In a food processor, coarsely chop the garlic, salt, fried bread and nuts. Add the Ñora peppers, bell peppers, tomatoes, onions, paprika and vinegar and process to a rough paste. Slowly pour in the remaining olive oil in a steady stream and process until just combined.
Makes about 2 cups
And speaking of parties I am submitting this second dish to Nuria of Spanish Recipes for her event called Eating Good Feeling Good. Since she is from Spain this dish that I chose some time ago fits in so perfectly. Nuria's bi-monthly event is not about diet food but more about consciously focusing on eating healthy, fresh, seasonal and varied food. This fits in perfectly with my quest to become more of a locavore. Do make a point of reading more about this important event here . We'll post about a different food every few months while creating greater awareness of how these foods fit into your healthy diet.
This month her chosen ingredient is olive oil. Olive oil has been used in Mediterranean countries for thousands of years and has quickly been ingrained in North America and other parts of the world. It’s actually a pure fruit juice and unlike most seed or vegetable oils, it does not require any heat or chemicals to extract the oil and needs no refinement. The oil can be consumed as is immediately after pressing.
The reason olive oil is so good for us is because it’s high in mono unsaturated fat, vitamin E, and antioxidants.
Cooking with olive oil is like cooking with wine. Never use a wine or olive oil that does not taste good to you. An inferior one will leave an aftertaste. If you do the taste test and compare the "pure" to the "extra-virgin" and then you'll understand the difference.

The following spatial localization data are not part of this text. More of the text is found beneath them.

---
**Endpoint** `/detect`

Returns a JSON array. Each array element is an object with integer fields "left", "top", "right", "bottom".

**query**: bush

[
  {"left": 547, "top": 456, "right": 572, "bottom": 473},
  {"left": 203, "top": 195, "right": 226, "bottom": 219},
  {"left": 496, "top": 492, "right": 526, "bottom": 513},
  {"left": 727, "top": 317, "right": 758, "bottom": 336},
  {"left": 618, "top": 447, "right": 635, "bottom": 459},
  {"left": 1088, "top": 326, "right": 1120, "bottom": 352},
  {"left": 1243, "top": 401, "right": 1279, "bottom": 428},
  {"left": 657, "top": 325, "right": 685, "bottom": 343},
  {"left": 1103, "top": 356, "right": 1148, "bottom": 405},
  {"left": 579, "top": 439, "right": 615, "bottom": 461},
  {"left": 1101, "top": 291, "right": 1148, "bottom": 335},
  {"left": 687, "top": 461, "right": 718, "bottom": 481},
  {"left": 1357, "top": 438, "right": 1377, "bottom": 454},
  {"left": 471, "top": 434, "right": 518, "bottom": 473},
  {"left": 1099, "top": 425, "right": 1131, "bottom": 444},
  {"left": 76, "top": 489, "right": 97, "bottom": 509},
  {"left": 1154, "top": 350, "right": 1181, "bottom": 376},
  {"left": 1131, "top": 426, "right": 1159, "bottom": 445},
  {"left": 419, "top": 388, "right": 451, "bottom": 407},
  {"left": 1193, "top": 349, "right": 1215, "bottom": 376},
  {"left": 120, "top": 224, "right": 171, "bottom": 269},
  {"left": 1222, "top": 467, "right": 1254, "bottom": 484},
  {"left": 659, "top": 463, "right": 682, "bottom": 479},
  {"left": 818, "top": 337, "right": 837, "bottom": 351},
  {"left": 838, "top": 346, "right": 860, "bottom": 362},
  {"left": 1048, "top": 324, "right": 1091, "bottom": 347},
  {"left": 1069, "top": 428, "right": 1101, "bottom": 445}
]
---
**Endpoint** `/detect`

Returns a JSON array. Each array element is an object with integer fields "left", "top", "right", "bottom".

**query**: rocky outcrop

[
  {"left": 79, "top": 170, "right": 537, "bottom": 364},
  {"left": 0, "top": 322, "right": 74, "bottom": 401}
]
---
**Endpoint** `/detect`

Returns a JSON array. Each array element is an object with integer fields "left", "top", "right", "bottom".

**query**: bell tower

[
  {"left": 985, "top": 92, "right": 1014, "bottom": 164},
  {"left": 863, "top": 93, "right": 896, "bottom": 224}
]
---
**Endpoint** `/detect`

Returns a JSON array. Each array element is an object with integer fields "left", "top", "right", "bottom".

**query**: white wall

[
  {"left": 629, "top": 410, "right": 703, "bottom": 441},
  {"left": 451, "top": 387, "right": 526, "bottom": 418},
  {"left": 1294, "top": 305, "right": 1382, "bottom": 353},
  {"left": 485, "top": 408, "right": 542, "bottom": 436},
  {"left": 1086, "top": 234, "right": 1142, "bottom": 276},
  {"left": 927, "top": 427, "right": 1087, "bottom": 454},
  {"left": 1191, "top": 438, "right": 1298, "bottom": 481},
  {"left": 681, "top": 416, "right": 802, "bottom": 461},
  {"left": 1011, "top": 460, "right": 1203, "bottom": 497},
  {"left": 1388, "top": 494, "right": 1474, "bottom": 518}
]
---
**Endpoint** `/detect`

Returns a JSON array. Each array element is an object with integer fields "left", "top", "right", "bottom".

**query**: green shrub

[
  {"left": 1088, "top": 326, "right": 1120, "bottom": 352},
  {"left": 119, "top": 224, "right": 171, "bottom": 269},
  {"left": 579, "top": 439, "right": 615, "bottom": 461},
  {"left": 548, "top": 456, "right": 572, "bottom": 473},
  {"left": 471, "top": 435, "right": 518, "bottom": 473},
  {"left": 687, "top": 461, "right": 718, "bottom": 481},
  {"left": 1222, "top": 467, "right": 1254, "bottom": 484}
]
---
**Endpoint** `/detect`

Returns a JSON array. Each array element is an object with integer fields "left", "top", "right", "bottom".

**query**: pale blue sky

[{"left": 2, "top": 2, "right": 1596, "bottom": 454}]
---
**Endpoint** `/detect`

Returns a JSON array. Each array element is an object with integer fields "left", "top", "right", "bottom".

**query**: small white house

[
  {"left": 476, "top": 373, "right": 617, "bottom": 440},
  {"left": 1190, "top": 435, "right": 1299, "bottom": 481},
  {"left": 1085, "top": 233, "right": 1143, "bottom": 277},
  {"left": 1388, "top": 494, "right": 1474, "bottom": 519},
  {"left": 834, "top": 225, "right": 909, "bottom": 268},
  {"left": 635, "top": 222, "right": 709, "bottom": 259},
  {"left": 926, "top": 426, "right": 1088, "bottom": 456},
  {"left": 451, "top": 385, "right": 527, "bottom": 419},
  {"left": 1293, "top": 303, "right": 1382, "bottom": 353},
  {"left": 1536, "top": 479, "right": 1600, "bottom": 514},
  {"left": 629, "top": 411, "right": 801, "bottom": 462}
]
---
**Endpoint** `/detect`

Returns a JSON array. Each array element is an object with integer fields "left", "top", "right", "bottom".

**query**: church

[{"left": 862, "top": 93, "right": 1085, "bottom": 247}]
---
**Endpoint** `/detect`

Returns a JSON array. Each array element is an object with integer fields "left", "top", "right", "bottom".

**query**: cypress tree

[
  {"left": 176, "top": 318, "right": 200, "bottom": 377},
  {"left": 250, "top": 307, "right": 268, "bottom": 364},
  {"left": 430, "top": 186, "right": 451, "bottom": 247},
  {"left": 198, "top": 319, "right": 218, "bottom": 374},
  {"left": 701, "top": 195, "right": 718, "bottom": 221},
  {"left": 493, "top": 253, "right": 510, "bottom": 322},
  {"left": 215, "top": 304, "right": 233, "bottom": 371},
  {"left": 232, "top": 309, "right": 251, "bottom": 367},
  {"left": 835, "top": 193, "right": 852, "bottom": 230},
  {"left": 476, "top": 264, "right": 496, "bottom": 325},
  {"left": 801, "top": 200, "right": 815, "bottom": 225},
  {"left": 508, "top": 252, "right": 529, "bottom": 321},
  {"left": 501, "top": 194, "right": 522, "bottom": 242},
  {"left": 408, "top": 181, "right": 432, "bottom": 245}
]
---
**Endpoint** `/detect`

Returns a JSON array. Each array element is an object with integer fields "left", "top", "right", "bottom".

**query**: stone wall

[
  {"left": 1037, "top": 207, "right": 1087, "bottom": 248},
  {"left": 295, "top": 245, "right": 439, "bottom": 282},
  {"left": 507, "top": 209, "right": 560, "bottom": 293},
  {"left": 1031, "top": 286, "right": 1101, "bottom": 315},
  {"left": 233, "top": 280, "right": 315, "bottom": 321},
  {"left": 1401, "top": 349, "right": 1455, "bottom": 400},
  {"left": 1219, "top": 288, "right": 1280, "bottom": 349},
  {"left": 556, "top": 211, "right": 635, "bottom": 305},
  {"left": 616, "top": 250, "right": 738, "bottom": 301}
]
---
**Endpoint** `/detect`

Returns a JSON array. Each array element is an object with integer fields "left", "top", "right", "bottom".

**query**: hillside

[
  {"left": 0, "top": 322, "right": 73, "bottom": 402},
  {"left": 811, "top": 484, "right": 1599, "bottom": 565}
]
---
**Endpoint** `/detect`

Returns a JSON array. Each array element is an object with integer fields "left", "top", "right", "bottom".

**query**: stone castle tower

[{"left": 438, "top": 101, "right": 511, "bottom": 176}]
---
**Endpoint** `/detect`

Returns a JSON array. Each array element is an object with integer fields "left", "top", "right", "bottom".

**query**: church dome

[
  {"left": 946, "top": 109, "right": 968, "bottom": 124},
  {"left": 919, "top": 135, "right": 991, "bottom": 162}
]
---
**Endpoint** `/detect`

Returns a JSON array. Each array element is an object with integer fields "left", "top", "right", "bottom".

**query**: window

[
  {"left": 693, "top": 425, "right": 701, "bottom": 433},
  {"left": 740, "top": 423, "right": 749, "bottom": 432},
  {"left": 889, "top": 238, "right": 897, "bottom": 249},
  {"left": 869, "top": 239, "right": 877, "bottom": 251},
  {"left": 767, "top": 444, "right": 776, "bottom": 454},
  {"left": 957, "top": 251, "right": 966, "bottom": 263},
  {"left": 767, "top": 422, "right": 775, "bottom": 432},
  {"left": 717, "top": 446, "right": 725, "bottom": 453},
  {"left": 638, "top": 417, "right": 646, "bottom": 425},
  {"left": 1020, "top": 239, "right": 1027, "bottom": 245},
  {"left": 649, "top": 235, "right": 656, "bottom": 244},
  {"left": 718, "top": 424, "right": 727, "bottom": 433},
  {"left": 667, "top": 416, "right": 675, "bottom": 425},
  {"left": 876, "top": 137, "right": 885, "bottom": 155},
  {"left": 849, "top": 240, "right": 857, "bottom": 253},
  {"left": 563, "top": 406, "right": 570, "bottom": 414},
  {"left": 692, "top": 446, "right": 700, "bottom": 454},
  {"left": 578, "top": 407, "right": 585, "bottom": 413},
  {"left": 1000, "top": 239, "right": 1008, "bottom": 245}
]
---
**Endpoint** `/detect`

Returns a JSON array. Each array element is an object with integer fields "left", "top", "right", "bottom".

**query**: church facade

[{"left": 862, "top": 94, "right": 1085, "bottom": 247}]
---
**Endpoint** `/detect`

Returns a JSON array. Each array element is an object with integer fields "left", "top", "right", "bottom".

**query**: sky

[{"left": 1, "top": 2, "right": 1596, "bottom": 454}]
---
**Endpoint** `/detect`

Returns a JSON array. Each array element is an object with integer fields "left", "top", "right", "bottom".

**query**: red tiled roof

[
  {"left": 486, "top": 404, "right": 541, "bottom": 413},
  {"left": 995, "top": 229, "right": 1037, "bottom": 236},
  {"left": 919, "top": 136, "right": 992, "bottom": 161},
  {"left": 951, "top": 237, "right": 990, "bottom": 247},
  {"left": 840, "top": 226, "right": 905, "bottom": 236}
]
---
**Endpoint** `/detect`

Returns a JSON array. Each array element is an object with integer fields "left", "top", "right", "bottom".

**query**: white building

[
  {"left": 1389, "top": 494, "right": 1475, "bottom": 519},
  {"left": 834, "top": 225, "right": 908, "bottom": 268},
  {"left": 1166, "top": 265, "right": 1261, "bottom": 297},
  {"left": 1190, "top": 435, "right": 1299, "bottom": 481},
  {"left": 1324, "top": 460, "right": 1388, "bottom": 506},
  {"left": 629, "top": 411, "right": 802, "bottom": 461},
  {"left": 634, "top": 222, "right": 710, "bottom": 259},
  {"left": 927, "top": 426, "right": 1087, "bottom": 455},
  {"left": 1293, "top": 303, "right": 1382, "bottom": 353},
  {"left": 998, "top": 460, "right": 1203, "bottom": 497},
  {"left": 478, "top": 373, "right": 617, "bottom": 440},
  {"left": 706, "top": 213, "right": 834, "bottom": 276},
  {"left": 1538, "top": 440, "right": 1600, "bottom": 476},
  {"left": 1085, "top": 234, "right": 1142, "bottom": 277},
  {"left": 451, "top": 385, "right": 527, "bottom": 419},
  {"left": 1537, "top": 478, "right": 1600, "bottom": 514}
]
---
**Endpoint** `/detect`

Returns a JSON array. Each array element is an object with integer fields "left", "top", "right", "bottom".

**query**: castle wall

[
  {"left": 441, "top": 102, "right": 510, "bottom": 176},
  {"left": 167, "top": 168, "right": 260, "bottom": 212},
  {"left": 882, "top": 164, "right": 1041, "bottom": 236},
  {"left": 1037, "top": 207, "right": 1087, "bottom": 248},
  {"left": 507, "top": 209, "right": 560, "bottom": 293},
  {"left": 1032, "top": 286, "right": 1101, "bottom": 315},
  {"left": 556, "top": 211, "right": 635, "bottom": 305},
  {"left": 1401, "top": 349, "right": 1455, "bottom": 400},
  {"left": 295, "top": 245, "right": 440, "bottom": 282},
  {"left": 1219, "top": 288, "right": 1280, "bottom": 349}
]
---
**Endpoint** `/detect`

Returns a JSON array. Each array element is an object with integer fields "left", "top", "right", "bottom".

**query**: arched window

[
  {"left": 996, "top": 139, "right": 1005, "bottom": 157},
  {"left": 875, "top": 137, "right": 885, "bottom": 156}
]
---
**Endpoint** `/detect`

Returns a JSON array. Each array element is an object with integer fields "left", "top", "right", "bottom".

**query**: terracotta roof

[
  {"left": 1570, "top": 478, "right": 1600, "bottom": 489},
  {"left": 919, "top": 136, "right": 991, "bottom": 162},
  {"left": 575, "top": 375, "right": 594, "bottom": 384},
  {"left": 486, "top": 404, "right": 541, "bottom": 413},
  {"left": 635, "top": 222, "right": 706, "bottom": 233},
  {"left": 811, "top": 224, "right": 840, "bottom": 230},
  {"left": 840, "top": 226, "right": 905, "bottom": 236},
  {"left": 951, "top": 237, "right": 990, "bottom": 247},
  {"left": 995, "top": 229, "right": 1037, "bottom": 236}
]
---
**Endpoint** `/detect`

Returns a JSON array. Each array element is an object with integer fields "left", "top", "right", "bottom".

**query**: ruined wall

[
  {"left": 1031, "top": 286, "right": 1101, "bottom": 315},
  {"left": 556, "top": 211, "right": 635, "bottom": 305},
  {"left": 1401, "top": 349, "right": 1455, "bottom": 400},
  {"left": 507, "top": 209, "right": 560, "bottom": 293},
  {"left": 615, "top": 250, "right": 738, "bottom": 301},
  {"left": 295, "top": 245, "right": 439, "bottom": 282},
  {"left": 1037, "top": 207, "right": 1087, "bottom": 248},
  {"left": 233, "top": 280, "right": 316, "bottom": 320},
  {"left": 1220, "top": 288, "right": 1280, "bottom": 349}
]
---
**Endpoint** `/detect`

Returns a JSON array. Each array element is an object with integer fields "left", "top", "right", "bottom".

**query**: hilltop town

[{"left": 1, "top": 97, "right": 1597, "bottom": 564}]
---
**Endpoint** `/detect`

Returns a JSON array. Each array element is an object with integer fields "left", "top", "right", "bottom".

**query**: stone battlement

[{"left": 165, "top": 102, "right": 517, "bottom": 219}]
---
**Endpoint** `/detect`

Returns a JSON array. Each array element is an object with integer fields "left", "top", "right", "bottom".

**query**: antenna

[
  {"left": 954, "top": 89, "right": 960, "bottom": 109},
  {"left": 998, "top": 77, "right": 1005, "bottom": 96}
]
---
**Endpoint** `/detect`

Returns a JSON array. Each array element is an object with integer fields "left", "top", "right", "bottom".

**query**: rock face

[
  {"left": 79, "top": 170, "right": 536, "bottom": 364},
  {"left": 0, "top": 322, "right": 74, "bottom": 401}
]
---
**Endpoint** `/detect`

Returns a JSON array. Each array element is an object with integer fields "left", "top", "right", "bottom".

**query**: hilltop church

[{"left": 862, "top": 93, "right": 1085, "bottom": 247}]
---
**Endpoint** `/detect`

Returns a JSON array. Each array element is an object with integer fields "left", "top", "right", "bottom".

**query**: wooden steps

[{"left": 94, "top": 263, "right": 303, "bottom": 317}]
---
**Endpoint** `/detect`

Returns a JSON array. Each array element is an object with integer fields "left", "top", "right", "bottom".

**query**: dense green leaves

When cooking with olive oil, I save my extra-virgin and pricier oils for salads, dressings, and vinaigrette. You can drizzle it over slices of crusty bread or onto open-face sandwiches. I use it on a baked potato or add it to mashed potatoes instead of butter. Extra virgin olive oil tastes great on cooked vegetables or brushed onto fish or meat before serving. It goes a long way on the path to eating good and feeling good!